Still, Copeland has praised the doll.

While the doll's skin tone might appear darker than Copeland's, it does share some of her physical features.

"We looked at her nose and made sure it was a little bit wider than Barbie's actually is, and that her lips were fuller and that she had a little almond shape to her eyes," the dancer told Mashable. "It's just so exciting for this generation of kids to be able to see a Barbie that has muscles and brown skin and a bust and thighs, and for her to be a ballerina."

This also isn't the first time Copeland has voiced the importance of having positive role models as a young Black women. "I think it couldn’t be more positive for a young black girl to see that it’s okay to be yourself, it’s okay to not have to transform and look like what you may see on the cover of a lot of magazines.

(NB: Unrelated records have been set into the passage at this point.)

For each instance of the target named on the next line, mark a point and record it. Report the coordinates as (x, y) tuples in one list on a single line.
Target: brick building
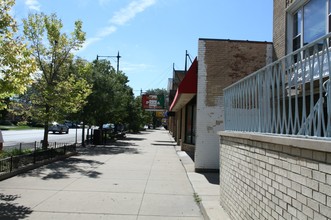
[(199, 111), (275, 152)]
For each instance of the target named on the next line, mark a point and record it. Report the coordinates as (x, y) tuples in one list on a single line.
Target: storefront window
[(310, 22), (190, 123)]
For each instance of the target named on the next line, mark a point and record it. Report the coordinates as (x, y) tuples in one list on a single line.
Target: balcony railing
[(291, 96)]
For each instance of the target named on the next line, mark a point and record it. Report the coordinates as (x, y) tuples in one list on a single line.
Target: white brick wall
[(260, 180)]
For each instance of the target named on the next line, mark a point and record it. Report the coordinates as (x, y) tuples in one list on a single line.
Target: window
[(190, 122), (310, 22)]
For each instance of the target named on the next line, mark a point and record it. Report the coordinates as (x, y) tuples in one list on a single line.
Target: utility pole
[(118, 60)]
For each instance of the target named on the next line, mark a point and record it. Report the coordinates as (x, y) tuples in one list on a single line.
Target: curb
[(209, 204)]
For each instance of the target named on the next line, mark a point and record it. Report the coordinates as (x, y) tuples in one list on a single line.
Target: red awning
[(187, 89)]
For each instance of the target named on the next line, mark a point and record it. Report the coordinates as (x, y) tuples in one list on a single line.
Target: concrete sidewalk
[(141, 177)]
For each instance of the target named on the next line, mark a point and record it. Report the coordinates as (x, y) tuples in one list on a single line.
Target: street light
[(118, 59)]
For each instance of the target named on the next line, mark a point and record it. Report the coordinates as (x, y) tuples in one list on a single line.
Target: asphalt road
[(14, 138)]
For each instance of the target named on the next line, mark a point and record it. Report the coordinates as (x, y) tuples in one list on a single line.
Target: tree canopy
[(16, 63), (61, 86)]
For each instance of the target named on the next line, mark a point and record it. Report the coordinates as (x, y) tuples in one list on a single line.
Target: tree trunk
[(45, 140)]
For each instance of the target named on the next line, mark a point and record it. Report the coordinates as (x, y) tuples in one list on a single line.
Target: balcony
[(291, 96)]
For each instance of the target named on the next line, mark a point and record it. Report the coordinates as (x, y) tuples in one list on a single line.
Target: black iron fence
[(35, 154)]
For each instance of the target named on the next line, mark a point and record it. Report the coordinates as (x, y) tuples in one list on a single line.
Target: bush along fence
[(28, 155)]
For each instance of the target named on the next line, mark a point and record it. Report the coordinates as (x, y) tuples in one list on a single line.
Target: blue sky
[(152, 35)]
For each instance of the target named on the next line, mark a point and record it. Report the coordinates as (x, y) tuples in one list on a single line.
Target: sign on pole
[(153, 102)]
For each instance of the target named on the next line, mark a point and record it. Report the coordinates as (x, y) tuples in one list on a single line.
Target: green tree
[(58, 90), (110, 95), (16, 63)]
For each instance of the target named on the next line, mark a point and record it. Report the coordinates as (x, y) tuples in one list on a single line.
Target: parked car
[(60, 128)]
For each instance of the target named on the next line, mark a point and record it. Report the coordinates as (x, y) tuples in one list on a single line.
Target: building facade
[(276, 148), (220, 63), (198, 103)]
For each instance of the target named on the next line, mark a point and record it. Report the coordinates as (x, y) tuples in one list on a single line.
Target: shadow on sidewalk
[(10, 210), (63, 169)]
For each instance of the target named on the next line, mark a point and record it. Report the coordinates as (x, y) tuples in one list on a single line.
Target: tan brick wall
[(228, 61)]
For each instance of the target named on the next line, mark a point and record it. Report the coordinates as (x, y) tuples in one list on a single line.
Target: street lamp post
[(118, 60)]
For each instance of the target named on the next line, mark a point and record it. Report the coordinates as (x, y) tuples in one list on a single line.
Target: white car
[(60, 128)]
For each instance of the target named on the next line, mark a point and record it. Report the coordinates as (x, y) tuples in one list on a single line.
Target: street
[(13, 138)]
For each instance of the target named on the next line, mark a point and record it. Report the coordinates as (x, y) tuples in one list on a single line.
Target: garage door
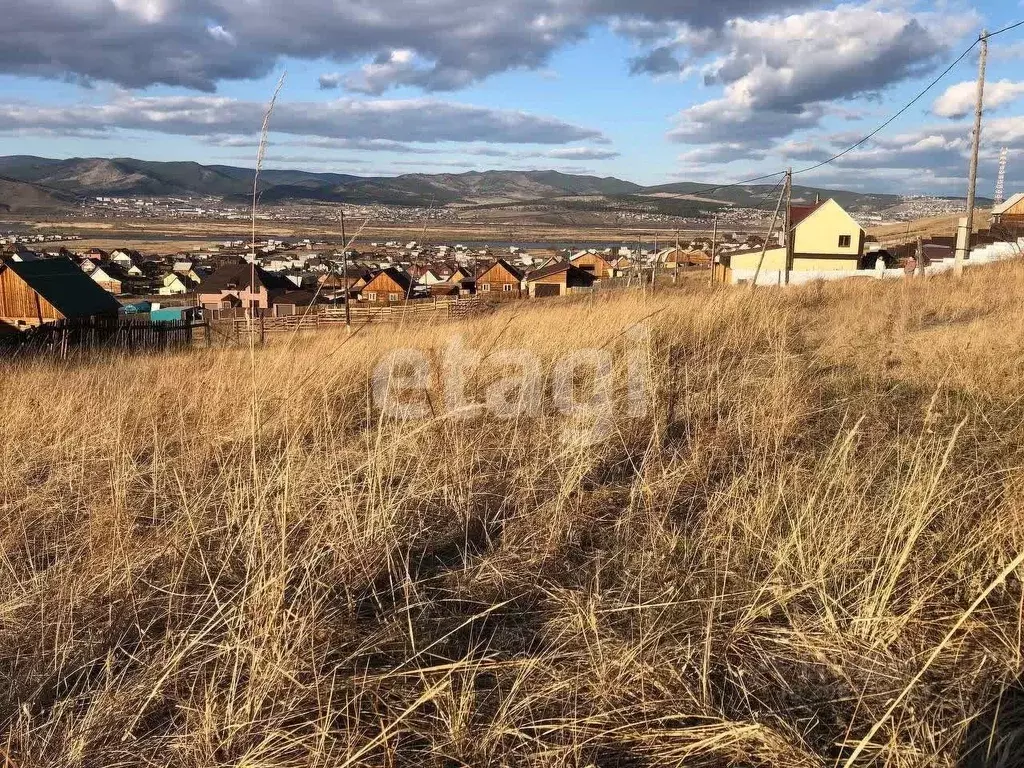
[(546, 289)]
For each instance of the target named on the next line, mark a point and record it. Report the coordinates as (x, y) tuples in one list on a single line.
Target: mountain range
[(30, 182)]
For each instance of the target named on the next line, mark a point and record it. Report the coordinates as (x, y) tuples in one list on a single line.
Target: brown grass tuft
[(794, 559)]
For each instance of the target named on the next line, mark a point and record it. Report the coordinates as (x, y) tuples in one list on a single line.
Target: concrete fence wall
[(979, 256)]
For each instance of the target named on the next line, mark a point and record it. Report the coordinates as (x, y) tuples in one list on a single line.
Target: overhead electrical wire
[(878, 130)]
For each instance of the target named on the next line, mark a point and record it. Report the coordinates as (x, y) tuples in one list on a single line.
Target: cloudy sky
[(648, 90)]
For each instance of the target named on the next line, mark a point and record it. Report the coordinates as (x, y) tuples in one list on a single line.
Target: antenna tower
[(1000, 181)]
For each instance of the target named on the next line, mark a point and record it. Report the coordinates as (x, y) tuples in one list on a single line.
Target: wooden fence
[(68, 338), (433, 310)]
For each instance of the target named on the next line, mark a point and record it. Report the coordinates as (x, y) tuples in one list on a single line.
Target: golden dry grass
[(794, 559)]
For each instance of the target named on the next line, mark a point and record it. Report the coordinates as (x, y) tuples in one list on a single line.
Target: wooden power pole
[(714, 247), (965, 247), (344, 273), (675, 261), (788, 223)]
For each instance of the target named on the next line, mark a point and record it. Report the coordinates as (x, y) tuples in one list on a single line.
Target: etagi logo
[(583, 385)]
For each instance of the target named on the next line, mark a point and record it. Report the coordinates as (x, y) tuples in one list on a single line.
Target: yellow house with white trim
[(825, 238)]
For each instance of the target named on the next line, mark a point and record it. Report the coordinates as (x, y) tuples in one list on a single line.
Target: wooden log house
[(33, 293), (500, 278)]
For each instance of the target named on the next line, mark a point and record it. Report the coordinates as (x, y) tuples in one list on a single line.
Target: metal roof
[(1004, 207), (62, 284)]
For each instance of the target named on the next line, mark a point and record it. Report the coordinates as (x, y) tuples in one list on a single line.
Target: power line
[(870, 135), (1007, 29), (893, 119), (911, 102)]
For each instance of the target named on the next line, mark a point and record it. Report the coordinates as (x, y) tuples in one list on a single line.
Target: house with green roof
[(33, 293)]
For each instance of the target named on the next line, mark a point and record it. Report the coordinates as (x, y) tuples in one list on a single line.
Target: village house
[(113, 279), (558, 280), (36, 292), (126, 259), (388, 286), (1011, 213), (500, 278), (242, 285), (594, 263), (825, 239), (175, 285)]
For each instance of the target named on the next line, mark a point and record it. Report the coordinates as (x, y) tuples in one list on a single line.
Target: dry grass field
[(804, 553), (183, 236)]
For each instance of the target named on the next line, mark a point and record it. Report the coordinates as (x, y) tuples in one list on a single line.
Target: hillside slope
[(125, 176), (785, 537), (22, 197)]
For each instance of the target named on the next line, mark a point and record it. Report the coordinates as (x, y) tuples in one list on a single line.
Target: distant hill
[(20, 197), (57, 182), (126, 176)]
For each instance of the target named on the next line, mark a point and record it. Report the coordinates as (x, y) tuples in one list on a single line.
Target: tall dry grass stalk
[(805, 554)]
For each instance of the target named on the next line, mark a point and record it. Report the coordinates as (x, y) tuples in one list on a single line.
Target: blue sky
[(651, 90)]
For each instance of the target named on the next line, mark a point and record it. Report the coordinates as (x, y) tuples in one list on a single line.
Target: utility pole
[(714, 247), (344, 273), (764, 248), (1000, 180), (972, 183), (675, 261), (643, 283), (653, 268), (788, 223)]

That you are beautiful, that it’s possible to succeed in any field that you want to, looking the way that you do," Copeland said, when Time interviewed her and President Barack Obama.

She also shared her appreciation of #BlackGirlMagic, a movement and social media hashtag that affirms Black women for their beauty and excellence.

The company responded to the backlash.

Mattel spokeswoman Kelly Powers told the Washington Post that the doll's skin tone was actually darker than in appeared in photographs, and that the lighting was misleading.

“It looks light with the photography,” Powers said, and maintained that in person, “you can really tell it’s [Copeland’s] exact skin tone.”